彼の欲望は「美味い酒とつまみがあり、穏やかに眠れればそれでいい」という省エネ設計で完結していたのだ。
そんな時、テレビのニュースが流れた。
『かつての大手探索会社、ブラック・ホールディングスが倒産寸前です。元幹部の不正発覚や、主力メンバーの引き抜きにより、株価は大暴落……』
画面には、かつてケンジが勤めていた本社ビルが映っている。債権者たちが押し寄せ、罵声を浴びせている光景だ。

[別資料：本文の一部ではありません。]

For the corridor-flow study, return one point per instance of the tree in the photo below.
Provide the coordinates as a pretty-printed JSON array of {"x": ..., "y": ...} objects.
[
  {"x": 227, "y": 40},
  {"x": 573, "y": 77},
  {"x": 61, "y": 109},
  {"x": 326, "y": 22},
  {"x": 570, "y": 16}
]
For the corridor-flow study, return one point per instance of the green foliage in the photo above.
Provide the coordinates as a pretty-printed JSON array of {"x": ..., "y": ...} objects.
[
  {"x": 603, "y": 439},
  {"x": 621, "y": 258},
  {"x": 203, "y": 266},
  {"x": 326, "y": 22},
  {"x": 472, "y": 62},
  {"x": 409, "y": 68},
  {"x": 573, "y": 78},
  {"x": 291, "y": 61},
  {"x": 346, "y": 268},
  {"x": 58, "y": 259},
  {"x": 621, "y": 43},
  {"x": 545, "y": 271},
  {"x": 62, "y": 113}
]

『あの会社、お前の怨念がこもったパワースポットみたいなもんだぞ。潰れると、負のエネルギーが行き場を失って爆発するかもな』
肩に乗ったモフ助が、スルメを齧りながら不吉なことを言う。
「それは困るな。近所だし、寝覚めが悪い」
ケンジは少し考えた後、スマホを取り出した。
連絡先は、政府の特務課の担当者だ。
「あ、もしもし佐藤です。……はい、元気です。あのさ、使い道のない金があるんだけど、買い物頼んでいい?」
電話の向こうで、担当者が身構える気配がした。
「は、はい! 何なりと! 島でも買いますか? それとも核シェルター?」
「いや、ブラック・ホールディングス。あれ、丸ごと買っといて」
「……は?」
「だから、会社。買収っていうの? 社員ごと、全部」
数日後。
ブラック・ホールディングスの本社ビルに、新しい看板が掲げられた。
その名も『株式会社ホワイト・おつまみ』。
ふざけた社名だが、筆頭株主兼社長は、あのアパートから出てきたスウェット姿の佐藤ケンジである。

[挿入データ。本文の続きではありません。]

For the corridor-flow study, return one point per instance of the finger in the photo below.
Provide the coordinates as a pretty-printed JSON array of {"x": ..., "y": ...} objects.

大会議室に集められた全社員の前で、ケンジはマイクを握った。
「えー、新社長の佐藤です。めんどくさいので手短に言います」
ざわつく社員たち。かつて「ゴミ」扱いされていた男が、壇上で欠伸をしているのだから無理もない。
「今日から、残業は禁止です。定時で帰ってください。副業も自由です。あと、社内バーを作ったんで、適度な飲酒は推奨します。以上」
静まり返る会場。
誰もが耳を疑った。
「あ、それと。ノルマとかないんで。赤字になったら俺のポケットマネーで補填するから、適当に頑張ってください」
その瞬間、割れんばかりの拍手が巻き起こった。
地獄の底から天国へ。社員たちの目から涙が溢れる。
こうして、世界一やる気のない社長による、世界一ホワイトな企業が爆誕したのだった。